Si en un juego de pelota de patio se produce una jugada difícil y uno de los equipos alega que el árbitro ha vendido su decisión, lo menos que puede hacer este ante esa grave acusación es renunciar a seguir arbitrando el juego.
En un escenario más exigente, como lo es la vida institucional de la República, un juez que se precie de honorable tampoco tiene alternativa a la hora de adoptar una decisión que la sociedad espera que sea justa.
Lamentablemente, la elección entre “o creen en mí o me voy” no es la disyuntiva que prima en la mente de mucha gente.
La corrupción y la impunidad han ganado últimamente mucho terreno, mientras la ética yace retorcida en el suelo debatiéndose entre la vida y la muerte. Aunque no el único, el Poder Judicial está cada vez más desacreditado en este país nuestro.

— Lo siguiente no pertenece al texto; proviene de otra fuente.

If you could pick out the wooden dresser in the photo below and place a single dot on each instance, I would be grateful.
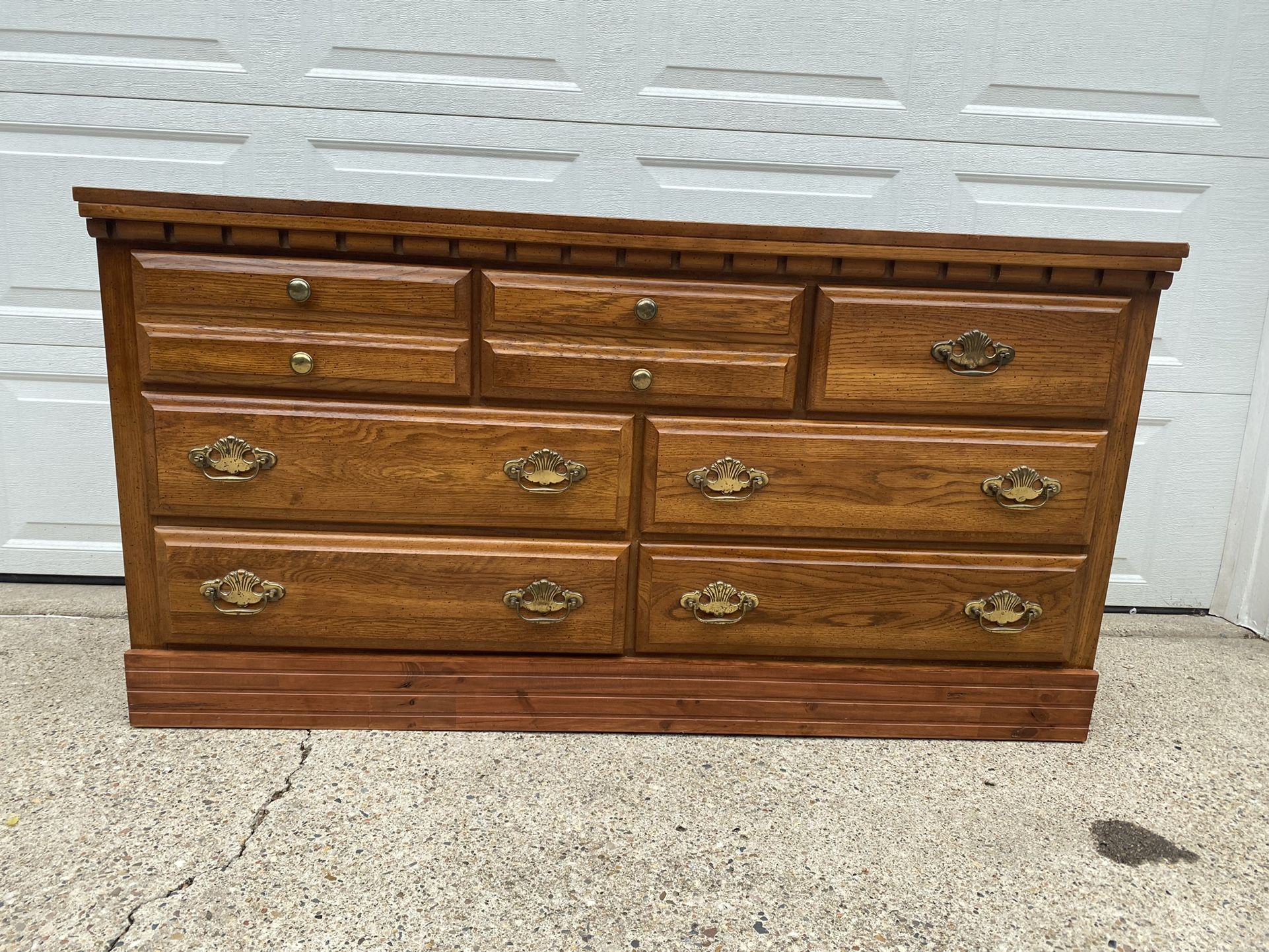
(410, 467)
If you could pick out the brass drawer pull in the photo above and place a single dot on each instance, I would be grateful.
(718, 603)
(235, 458)
(301, 362)
(971, 352)
(1019, 487)
(728, 480)
(242, 590)
(545, 599)
(545, 471)
(1002, 611)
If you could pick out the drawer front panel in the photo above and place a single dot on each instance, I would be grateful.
(309, 590)
(206, 320)
(390, 462)
(854, 603)
(366, 363)
(604, 375)
(638, 309)
(1048, 356)
(761, 477)
(166, 282)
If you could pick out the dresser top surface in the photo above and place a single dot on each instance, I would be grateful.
(231, 210)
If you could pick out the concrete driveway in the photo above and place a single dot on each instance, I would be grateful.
(1153, 836)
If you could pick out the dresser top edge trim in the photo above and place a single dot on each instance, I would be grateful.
(532, 228)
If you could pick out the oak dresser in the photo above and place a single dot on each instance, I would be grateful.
(411, 467)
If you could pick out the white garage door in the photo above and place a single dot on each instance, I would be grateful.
(1069, 118)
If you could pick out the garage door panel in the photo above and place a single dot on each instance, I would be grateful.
(1123, 77)
(1085, 61)
(44, 263)
(1181, 488)
(1207, 331)
(182, 51)
(57, 503)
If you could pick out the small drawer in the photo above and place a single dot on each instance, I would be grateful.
(638, 309)
(765, 477)
(996, 355)
(333, 461)
(638, 376)
(858, 603)
(306, 590)
(302, 324)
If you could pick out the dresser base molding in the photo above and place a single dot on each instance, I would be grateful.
(368, 691)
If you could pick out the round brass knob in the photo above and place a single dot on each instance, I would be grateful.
(298, 290)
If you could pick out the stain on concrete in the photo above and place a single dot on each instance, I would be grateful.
(1131, 844)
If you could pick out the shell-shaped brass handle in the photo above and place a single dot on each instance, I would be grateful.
(718, 603)
(971, 352)
(999, 612)
(1021, 487)
(234, 458)
(545, 601)
(244, 591)
(545, 471)
(728, 480)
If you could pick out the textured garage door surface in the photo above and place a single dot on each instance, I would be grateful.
(1072, 118)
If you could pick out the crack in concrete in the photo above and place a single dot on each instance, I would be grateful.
(306, 747)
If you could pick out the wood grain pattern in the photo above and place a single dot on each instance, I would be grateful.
(872, 353)
(857, 603)
(870, 481)
(717, 377)
(217, 286)
(531, 304)
(411, 304)
(636, 695)
(367, 363)
(390, 463)
(112, 205)
(219, 320)
(427, 593)
(1120, 442)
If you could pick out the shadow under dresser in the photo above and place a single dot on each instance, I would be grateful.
(427, 469)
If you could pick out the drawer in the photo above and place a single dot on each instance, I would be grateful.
(714, 377)
(308, 590)
(637, 309)
(216, 320)
(998, 355)
(767, 477)
(857, 603)
(389, 462)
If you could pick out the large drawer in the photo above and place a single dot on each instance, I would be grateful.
(389, 463)
(302, 324)
(857, 603)
(717, 376)
(306, 590)
(767, 477)
(638, 309)
(998, 355)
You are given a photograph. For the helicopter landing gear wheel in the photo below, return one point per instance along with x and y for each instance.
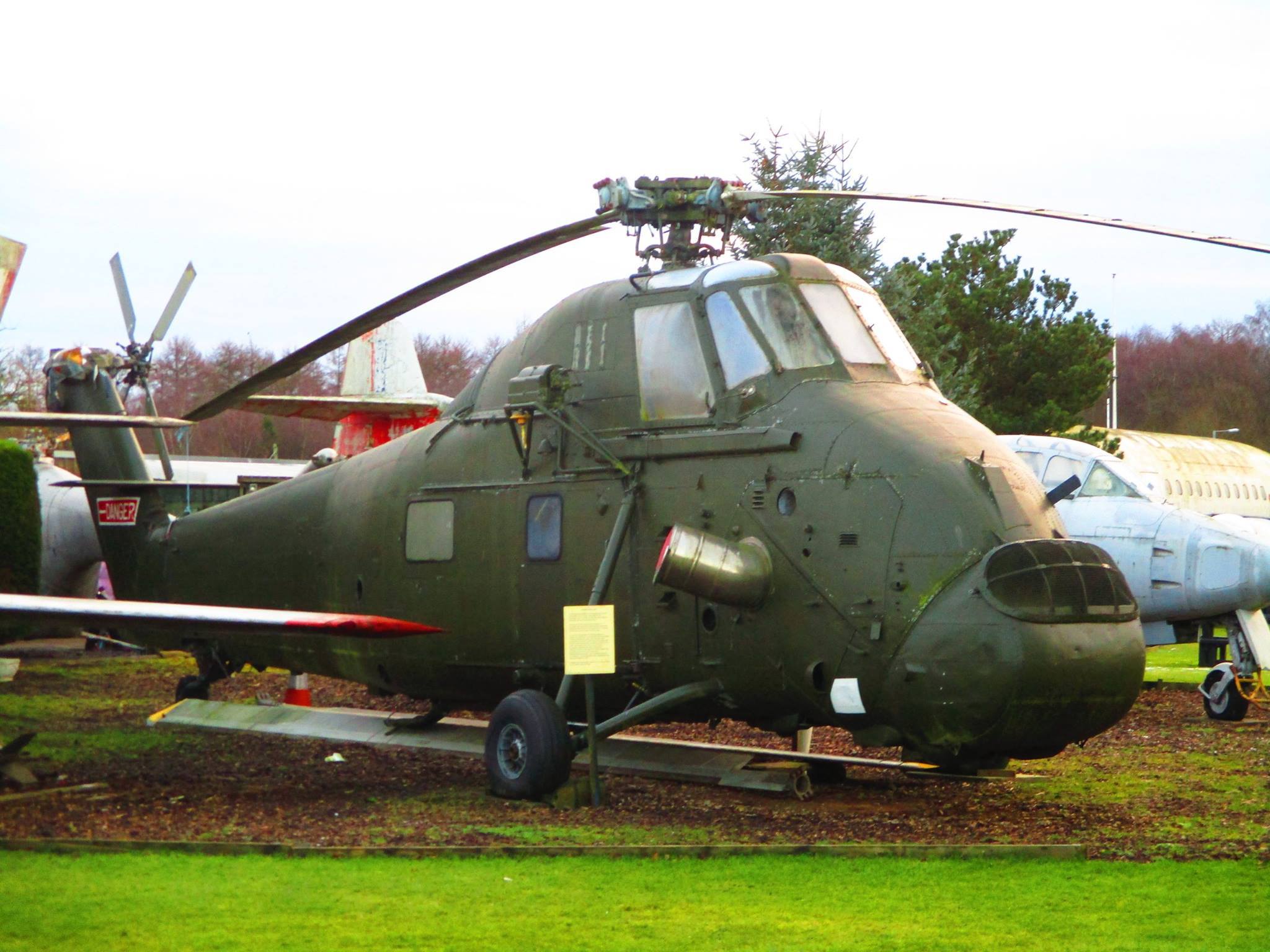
(193, 687)
(1227, 703)
(527, 748)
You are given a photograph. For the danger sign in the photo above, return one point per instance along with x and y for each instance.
(120, 511)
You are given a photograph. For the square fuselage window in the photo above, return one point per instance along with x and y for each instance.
(543, 518)
(430, 531)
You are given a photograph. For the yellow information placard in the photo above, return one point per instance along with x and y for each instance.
(588, 640)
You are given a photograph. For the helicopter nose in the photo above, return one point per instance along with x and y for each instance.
(975, 683)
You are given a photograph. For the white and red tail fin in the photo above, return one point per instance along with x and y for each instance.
(11, 260)
(383, 361)
(383, 394)
(383, 364)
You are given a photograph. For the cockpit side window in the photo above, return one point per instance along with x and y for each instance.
(788, 328)
(1060, 469)
(1034, 460)
(1104, 483)
(841, 323)
(739, 353)
(673, 380)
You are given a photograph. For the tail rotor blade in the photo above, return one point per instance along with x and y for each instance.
(399, 305)
(121, 287)
(161, 441)
(174, 302)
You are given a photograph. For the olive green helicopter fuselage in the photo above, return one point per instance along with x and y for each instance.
(900, 603)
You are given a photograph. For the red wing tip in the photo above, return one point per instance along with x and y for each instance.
(366, 624)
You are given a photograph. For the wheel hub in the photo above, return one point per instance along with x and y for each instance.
(512, 751)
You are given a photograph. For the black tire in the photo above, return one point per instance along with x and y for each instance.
(192, 689)
(1227, 706)
(527, 748)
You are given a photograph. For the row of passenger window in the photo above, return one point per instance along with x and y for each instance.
(430, 530)
(1222, 490)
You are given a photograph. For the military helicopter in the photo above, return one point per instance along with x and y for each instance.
(745, 459)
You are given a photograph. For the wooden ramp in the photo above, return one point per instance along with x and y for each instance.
(642, 757)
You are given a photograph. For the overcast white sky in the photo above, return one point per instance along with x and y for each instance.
(319, 159)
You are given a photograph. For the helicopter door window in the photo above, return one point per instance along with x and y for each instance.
(841, 323)
(739, 353)
(430, 531)
(673, 380)
(543, 518)
(1060, 469)
(786, 327)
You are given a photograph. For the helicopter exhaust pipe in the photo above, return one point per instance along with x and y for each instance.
(711, 568)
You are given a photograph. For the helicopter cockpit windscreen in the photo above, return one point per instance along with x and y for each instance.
(788, 328)
(842, 324)
(739, 353)
(876, 316)
(673, 380)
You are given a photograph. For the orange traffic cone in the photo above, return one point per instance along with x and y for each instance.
(298, 691)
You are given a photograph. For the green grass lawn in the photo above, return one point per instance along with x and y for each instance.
(1175, 663)
(162, 902)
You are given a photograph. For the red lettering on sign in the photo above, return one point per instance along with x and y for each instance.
(117, 511)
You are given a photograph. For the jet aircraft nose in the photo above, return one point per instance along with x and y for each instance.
(1036, 648)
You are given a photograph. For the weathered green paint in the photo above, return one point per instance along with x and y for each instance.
(874, 452)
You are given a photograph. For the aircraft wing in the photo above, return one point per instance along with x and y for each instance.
(163, 616)
(337, 408)
(55, 420)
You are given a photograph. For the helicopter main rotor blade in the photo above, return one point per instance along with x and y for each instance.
(399, 305)
(997, 207)
(121, 287)
(174, 302)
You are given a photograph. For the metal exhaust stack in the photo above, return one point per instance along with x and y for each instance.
(711, 568)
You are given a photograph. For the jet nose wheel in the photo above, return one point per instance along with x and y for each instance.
(1223, 702)
(527, 748)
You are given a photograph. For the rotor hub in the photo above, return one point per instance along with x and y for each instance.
(682, 211)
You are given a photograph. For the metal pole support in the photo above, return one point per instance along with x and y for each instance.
(592, 759)
(606, 573)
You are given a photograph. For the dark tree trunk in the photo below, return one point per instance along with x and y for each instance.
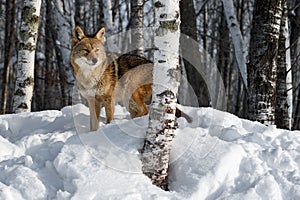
(262, 66)
(9, 35)
(281, 109)
(188, 27)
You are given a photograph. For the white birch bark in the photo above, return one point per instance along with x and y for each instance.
(237, 38)
(136, 25)
(26, 55)
(166, 78)
(64, 19)
(289, 82)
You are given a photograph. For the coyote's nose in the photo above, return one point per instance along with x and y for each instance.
(94, 60)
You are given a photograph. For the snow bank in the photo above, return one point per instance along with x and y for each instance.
(51, 155)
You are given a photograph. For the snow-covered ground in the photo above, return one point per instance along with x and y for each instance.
(51, 155)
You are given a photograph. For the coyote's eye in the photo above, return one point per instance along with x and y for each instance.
(85, 51)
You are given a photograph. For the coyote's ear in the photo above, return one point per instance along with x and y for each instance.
(78, 34)
(100, 35)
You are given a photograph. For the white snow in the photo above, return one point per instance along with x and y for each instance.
(51, 155)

Los jueces honestos –que los hay- están forzosamente reburujados con los mercaderes de sentencias –que los hay en mayor número-, y en consecuencia no pasará mucho tiempo sin que pronto todos hayan perdido su credibilidad.
No podemos quedarnos cruzados de brazos. Hay que hacer una gran cruzada para devolver la fe a la Justicia dominicana. Para ello bastaría poner voluntad. De lo contrario, Sodoma y Gomorra quedarán chiquitas a nuestro lado.